Может быть, Льюис думает о тех детях, которых у нас с ним никогда не будет.
– Я не могу продолжать приготовления к свадьбе, Льюис. Ты мне слишком дорог, чтобы я вышла за тебя замуж, когда… Это было бы нечестно.
– Мы могли бы быть счастливы, ведь я ужасно тебя люблю, да ты и сама это знаешь, верно? И мы так хорошо понимаем друг друга, ты и я. Мы с тобой выросли вместе. Наши семьи близки. Мы вращаемся в одних и тех же кругах. И, черт возьми, Лилит, мы же оба волшебники.
– Льюис…
– Я должен тебе это сказать. Похоже, ты не хочешь смотреть правде в глаза.
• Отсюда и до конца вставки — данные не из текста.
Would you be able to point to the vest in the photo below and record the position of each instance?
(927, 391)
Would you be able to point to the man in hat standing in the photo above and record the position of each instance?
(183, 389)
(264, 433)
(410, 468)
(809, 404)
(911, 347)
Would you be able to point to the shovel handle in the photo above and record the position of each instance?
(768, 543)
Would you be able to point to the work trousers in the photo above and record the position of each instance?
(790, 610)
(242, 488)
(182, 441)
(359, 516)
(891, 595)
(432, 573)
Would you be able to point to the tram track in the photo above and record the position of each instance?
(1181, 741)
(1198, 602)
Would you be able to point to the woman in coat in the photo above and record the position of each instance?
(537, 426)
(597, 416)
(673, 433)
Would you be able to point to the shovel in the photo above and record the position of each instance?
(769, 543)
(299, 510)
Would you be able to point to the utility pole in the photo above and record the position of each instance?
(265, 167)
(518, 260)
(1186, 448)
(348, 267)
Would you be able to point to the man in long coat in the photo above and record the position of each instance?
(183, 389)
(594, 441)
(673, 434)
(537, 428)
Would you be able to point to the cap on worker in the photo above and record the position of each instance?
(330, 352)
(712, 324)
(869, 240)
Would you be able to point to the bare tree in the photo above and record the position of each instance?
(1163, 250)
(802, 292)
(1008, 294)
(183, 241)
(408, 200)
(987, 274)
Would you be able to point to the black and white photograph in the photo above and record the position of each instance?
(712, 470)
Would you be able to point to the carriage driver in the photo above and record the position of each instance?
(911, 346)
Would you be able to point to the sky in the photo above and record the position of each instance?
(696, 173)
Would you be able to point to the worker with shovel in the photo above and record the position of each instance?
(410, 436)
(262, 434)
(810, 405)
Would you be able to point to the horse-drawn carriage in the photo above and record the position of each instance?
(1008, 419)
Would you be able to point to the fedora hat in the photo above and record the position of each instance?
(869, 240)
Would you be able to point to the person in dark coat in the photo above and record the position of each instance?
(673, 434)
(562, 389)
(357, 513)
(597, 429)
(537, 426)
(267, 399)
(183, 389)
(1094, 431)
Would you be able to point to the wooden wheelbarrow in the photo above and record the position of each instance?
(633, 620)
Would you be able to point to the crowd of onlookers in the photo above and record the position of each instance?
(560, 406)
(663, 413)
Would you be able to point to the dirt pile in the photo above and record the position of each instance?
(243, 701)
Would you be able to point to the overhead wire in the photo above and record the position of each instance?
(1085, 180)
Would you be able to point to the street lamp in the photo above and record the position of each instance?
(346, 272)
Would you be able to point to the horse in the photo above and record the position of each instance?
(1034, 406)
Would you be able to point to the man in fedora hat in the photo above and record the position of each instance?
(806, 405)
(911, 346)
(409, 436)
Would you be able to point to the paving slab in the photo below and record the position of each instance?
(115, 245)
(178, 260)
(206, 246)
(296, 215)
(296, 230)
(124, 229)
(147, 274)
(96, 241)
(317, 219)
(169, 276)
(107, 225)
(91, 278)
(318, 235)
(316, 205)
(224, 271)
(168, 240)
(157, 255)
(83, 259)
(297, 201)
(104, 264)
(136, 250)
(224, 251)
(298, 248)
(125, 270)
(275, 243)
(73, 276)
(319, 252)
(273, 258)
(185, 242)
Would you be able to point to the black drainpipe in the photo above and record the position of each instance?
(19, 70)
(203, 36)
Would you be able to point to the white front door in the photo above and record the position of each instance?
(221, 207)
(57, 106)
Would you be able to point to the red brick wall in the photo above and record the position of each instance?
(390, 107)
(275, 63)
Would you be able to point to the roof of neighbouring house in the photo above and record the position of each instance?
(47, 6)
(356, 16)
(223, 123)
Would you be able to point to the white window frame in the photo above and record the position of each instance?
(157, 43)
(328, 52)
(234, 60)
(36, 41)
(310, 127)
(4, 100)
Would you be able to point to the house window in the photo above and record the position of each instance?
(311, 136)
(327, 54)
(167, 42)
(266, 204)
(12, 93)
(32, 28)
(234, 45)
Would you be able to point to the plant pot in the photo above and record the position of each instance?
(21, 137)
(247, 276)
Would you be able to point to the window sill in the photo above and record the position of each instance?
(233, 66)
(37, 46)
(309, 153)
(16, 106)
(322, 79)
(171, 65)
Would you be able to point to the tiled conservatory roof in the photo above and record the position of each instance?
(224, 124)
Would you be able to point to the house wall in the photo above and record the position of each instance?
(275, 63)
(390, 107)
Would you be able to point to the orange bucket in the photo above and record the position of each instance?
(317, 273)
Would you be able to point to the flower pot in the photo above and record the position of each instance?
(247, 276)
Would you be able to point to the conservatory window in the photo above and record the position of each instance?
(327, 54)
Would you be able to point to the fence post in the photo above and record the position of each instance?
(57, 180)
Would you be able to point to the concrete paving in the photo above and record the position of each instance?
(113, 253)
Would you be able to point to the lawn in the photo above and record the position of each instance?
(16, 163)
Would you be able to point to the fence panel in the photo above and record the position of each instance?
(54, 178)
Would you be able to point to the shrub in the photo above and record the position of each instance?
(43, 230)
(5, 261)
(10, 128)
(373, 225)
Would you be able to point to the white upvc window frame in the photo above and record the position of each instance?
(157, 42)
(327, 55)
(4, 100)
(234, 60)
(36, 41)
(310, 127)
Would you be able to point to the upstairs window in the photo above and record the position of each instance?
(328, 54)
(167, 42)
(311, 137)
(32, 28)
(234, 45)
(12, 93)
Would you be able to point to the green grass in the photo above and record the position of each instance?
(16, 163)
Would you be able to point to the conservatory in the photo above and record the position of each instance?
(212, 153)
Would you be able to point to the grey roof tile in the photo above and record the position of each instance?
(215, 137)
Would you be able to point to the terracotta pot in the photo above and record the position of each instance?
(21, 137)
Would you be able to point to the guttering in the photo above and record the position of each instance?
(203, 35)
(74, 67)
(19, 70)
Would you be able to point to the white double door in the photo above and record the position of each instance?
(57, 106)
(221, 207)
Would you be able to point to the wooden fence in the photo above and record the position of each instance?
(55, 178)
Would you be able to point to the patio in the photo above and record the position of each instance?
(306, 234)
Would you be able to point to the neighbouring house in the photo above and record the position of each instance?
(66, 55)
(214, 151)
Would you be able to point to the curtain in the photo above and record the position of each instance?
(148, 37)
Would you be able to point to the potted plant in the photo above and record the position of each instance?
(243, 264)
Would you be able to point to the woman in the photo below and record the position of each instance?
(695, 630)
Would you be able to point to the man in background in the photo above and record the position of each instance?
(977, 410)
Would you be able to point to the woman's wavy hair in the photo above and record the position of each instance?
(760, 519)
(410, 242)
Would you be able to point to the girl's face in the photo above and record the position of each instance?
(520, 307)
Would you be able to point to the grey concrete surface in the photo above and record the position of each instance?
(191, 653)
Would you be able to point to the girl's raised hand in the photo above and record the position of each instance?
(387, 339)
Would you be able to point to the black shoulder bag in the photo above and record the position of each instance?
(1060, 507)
А правда состоит в том, что ты Верховная Ведьма Клана Лазаря, Лилит Монтгомери. – Он колеблется, прежде чем продолжить, стараясь держать себя в руках и не давать воли обиде и гневу, чтобы не наговорить мне резкостей. – Я понимаю, что это значит. И могу тебя поддержать. – Я ничего не говорю, и он продолжает: – Он хотя бы знает? Ты ему сказала?
Я колеблюсь, потом киваю.
– О господи, Лилит! И как много ты ему выдала?